Проснулась Люба рано – заря еще только-только высветлила окна. Проснулась, наверно, оттого, что спала не на привычной жесткой койке в студенческом общежитии, а на мягкой жаркой перине. Хозяйка уложила ее на свою широкую кровать под двумя мужскими портретами, украшенными бумажными цветами. Такие большие фотографии в рамках обычны для деревенских горниц, на них, как правило, изображены подретушированные до неузнаваемости муж и жена в нарисованных фотографом сверхэлегантных костюмах и галстуках, кои, возможно, и не снились хозяевам портретов. А здесь женщины не было. Люба еще ночью, когда приехали, обратила на это внимание. Слева, в казачьей фуражке, заломленной набекрень, красовался бородач с унтер-офицерскими нашивками на погонах. Рядом немолодой уже красноармеец в пилотке со звездочкой.
Быстро светлело. Верхние звенышки окон слабо подрумянились, будто их накаляли на медленном огне.
У противоположной стены, на такой же высокой кровати, как у Любы, зашевелилась Анфиса Лукинична. Села, спустив на домотканый коврик босые ступни, опутанные толстыми бугристыми венами. Широко, сладко зевнула и перекрестила рот. На руке, которой хозяйка обмахнула рот, не было пальцев, лишь торчали короткие обрубки. Люба поняла, что Беспалая – это не фамилия Анфисы Лукиничны, а прозвище.
Вчера, когда трактор вытащил автомашину наверх, Григорий сказал: «Председатель велел вас к Анфисе Беспалой отвезти. Между прочим, ваши предшественницы тоже у Анфисы квартировали». Что он этим хотел сказать? Возле дома со старой тесовой крышей Григорий подрулил к воротам и, беря Любин чемодан, добавил: «Скучная персона эта Анфиса. У нее весь дом, говорят, ладаном пропах».
Никакого ладанного запаха Люба не почувствовала. Может быть, потому, что не знала, как ладан пахнет? Топленый воск от лампадки улавливался в воздухе... И нафталином припахивало от двух больших сундуков, что стояли рядом с голландкой.
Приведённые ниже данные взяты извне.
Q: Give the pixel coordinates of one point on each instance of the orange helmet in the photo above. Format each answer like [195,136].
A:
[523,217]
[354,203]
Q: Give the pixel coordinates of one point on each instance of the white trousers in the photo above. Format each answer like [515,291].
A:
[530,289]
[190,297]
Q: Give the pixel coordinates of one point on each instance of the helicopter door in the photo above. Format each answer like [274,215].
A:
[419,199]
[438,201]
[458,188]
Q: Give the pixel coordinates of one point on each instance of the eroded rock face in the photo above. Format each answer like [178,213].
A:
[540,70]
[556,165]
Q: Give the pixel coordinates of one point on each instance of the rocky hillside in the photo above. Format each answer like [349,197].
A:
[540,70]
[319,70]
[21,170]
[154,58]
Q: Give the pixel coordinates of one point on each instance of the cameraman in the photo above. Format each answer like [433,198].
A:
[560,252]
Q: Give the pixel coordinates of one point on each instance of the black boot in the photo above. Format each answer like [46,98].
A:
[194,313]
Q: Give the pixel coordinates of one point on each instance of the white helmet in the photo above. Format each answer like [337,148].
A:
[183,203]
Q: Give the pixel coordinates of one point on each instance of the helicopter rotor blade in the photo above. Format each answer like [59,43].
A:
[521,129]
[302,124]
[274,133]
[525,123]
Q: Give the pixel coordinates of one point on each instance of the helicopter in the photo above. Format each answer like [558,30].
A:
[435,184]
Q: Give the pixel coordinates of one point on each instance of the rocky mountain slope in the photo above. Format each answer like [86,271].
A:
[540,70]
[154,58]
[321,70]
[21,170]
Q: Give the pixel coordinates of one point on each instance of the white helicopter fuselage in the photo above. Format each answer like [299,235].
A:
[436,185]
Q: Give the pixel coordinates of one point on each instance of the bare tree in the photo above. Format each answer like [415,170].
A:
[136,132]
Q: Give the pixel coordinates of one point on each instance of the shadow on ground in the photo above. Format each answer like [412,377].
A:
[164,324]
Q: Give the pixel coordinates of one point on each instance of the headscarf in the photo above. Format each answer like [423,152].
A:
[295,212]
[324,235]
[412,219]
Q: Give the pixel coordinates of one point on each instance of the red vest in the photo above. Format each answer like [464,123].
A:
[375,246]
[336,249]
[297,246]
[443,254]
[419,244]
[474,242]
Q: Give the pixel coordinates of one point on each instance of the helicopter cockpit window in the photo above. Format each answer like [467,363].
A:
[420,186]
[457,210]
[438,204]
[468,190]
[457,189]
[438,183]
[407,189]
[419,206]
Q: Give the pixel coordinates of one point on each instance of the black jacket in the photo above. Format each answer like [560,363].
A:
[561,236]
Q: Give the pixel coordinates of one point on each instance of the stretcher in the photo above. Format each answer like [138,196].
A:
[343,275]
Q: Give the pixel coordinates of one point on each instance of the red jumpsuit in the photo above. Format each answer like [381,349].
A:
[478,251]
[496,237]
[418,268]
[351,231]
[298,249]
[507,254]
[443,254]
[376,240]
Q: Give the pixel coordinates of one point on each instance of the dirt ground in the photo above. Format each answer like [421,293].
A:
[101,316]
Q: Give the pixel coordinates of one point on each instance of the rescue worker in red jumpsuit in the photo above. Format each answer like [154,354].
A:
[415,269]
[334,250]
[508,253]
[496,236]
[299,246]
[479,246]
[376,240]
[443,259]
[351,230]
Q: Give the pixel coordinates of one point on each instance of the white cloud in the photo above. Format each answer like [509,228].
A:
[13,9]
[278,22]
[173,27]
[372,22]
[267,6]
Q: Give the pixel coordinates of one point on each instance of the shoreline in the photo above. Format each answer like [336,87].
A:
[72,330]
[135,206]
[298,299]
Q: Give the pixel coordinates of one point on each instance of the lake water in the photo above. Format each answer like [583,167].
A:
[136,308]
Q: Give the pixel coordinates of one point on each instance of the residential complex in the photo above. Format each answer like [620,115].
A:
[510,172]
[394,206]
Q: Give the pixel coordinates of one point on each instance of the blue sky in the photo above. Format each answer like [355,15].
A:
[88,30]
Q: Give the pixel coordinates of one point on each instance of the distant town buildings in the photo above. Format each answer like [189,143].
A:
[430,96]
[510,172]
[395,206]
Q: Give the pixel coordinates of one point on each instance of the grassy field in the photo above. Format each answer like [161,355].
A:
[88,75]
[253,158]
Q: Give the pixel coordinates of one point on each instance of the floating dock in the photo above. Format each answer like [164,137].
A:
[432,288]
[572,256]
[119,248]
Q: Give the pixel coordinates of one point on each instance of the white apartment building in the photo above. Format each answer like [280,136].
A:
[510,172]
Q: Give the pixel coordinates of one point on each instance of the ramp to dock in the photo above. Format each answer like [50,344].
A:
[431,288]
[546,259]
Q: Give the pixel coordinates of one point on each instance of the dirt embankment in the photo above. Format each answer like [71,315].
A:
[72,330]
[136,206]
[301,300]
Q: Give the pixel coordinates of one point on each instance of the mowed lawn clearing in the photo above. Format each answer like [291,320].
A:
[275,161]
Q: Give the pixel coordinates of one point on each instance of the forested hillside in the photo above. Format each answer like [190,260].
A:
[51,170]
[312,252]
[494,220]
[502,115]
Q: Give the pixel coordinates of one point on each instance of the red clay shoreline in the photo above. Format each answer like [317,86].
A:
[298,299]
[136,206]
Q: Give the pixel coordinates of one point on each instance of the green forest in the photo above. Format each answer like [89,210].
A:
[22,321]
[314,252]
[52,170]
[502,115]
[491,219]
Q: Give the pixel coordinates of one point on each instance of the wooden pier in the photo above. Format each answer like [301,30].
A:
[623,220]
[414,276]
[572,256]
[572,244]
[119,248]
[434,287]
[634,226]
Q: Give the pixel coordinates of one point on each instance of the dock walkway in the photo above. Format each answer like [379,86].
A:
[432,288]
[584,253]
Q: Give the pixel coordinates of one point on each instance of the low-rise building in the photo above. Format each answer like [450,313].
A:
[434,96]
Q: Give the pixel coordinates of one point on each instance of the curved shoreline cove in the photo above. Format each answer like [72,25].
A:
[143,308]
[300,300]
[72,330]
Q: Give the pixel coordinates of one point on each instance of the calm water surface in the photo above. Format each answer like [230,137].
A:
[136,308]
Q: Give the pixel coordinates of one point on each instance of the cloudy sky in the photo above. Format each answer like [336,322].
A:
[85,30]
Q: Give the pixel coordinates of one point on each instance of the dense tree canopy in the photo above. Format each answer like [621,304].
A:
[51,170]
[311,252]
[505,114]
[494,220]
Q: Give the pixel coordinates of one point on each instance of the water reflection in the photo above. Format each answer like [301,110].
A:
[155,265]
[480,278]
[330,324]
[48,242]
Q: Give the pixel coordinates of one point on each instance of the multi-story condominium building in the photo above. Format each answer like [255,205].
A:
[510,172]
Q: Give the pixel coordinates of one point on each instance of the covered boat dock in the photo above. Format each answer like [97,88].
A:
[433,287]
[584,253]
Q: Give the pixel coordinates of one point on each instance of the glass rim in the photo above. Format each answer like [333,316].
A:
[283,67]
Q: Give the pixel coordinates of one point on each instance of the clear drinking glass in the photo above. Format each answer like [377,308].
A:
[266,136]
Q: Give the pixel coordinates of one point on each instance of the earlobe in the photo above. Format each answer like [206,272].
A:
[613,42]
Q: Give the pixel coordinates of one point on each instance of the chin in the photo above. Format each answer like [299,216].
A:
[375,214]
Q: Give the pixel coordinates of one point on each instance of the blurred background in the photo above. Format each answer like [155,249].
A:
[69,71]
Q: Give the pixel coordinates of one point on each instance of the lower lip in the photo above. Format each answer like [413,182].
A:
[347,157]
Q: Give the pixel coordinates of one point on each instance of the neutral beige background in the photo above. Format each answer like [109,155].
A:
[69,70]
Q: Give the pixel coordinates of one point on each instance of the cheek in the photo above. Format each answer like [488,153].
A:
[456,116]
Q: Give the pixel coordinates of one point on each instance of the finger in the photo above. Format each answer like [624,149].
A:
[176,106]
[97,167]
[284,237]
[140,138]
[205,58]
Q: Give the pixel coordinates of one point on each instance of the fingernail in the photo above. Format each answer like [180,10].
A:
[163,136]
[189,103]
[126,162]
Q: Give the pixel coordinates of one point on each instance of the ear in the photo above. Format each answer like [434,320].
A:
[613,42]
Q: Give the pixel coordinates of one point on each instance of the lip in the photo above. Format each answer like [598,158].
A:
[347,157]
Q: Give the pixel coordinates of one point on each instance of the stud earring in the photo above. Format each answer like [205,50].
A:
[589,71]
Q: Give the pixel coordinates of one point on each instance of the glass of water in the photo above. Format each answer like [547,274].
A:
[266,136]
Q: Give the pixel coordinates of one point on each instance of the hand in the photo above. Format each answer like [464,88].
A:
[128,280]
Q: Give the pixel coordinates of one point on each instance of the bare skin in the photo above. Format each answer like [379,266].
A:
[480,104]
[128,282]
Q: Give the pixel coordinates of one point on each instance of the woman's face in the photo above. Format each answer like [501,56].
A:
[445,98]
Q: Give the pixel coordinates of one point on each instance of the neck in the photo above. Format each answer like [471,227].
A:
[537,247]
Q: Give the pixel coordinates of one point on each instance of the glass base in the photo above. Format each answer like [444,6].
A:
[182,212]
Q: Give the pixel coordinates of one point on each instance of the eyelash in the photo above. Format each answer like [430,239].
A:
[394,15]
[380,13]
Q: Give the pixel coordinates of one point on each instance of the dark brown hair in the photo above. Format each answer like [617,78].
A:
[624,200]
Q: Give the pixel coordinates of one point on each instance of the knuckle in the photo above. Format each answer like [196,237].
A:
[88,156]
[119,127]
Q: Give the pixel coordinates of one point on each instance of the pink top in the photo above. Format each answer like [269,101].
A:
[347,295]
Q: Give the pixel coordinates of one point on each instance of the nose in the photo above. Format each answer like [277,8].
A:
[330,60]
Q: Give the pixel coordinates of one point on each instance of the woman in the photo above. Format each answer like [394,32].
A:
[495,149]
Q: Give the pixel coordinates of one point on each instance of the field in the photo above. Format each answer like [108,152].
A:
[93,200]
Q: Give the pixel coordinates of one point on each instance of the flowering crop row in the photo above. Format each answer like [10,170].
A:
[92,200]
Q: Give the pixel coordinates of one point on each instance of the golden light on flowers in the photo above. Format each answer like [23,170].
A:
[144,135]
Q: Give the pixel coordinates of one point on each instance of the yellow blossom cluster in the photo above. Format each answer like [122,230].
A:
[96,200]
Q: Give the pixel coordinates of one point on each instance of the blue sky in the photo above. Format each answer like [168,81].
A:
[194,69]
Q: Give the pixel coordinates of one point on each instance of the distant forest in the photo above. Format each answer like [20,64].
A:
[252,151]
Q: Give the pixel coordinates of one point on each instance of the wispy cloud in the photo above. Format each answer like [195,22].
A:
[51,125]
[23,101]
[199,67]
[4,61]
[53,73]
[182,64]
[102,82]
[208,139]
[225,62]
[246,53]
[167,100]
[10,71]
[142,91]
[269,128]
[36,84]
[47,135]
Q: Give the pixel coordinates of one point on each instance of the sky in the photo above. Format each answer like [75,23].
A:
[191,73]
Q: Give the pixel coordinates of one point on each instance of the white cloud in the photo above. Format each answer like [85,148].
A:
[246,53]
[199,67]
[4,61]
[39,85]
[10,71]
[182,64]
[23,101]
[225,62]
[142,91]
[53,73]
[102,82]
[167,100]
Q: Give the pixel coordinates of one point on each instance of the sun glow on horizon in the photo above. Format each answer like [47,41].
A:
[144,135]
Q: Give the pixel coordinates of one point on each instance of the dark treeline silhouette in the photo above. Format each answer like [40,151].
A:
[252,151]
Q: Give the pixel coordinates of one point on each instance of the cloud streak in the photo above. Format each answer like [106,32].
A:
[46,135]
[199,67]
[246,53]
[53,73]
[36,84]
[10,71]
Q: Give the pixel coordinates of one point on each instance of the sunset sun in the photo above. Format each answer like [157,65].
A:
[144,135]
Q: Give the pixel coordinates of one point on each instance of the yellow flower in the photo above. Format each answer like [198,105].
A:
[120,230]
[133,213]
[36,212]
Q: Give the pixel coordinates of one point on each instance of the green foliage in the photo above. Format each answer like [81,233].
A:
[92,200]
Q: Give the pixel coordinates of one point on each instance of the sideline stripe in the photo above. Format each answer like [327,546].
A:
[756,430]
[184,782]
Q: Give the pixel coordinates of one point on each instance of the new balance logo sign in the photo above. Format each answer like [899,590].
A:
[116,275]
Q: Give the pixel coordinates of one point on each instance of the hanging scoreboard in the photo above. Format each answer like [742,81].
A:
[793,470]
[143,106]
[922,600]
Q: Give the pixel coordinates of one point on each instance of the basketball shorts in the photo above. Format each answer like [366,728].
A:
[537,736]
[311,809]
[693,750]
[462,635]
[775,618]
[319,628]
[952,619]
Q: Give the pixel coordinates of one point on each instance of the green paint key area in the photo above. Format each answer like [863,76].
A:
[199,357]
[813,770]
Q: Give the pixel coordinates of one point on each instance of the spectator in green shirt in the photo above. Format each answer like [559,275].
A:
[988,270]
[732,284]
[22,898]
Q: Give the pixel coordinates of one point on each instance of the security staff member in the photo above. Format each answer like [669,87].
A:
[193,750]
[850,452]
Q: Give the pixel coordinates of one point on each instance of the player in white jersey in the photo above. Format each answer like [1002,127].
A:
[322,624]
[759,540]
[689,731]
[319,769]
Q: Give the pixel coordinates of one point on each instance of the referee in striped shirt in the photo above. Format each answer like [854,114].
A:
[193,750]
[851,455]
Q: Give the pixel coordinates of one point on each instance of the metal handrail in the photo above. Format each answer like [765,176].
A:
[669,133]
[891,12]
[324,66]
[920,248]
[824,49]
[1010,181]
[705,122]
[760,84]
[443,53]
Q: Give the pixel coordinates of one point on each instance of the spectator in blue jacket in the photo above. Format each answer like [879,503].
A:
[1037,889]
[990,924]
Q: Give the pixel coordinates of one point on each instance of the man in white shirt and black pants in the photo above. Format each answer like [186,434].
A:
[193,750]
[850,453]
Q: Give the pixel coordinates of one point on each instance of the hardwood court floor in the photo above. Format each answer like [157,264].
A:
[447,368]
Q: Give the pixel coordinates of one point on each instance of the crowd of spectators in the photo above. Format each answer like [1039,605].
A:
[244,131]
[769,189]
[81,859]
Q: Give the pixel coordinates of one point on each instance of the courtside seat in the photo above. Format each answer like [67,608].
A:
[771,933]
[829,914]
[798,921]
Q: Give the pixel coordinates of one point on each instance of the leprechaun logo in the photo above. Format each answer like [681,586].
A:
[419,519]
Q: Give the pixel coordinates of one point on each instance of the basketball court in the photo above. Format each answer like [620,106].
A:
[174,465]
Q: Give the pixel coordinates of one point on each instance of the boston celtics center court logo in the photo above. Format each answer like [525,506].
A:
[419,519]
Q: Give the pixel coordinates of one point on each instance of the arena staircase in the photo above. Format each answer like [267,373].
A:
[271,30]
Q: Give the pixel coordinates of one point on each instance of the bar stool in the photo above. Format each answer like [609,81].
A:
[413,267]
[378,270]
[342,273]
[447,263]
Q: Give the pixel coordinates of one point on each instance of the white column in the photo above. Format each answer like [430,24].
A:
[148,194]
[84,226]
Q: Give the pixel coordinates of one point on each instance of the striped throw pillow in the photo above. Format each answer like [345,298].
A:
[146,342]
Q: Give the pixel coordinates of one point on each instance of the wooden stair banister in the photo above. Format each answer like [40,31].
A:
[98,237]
Анфиса Лукинична, склонив голову, долго расчесывала длинные густые волосы. И была она похожа в эти минуты на скорбящую богоматерь. Вместе с тем угадывалось, что это истая уральская казачка, что в жилах ее подмешана кровь азиатского востока – смуглое лицо с крючковатым, чуть приплюснутым носом, разрез черных глаз удлиненный, не славянский.
Закрепив тяжелый узел косы шпильками, Анфиса Лукинична оделась, повязала голову темным платком и подошла к божнице, перед которой мерцал огонек лампадки, висевшей на двух тонких прозеленевших цепочках. Пошептала молитву, отбила несколько поклонов и, так ни разу и не глянув на квартирантку, вышла в кухню. Через некоторое время со двора донеслись мелодичные удары первых струй о донце ведра: хозяйка доила корову.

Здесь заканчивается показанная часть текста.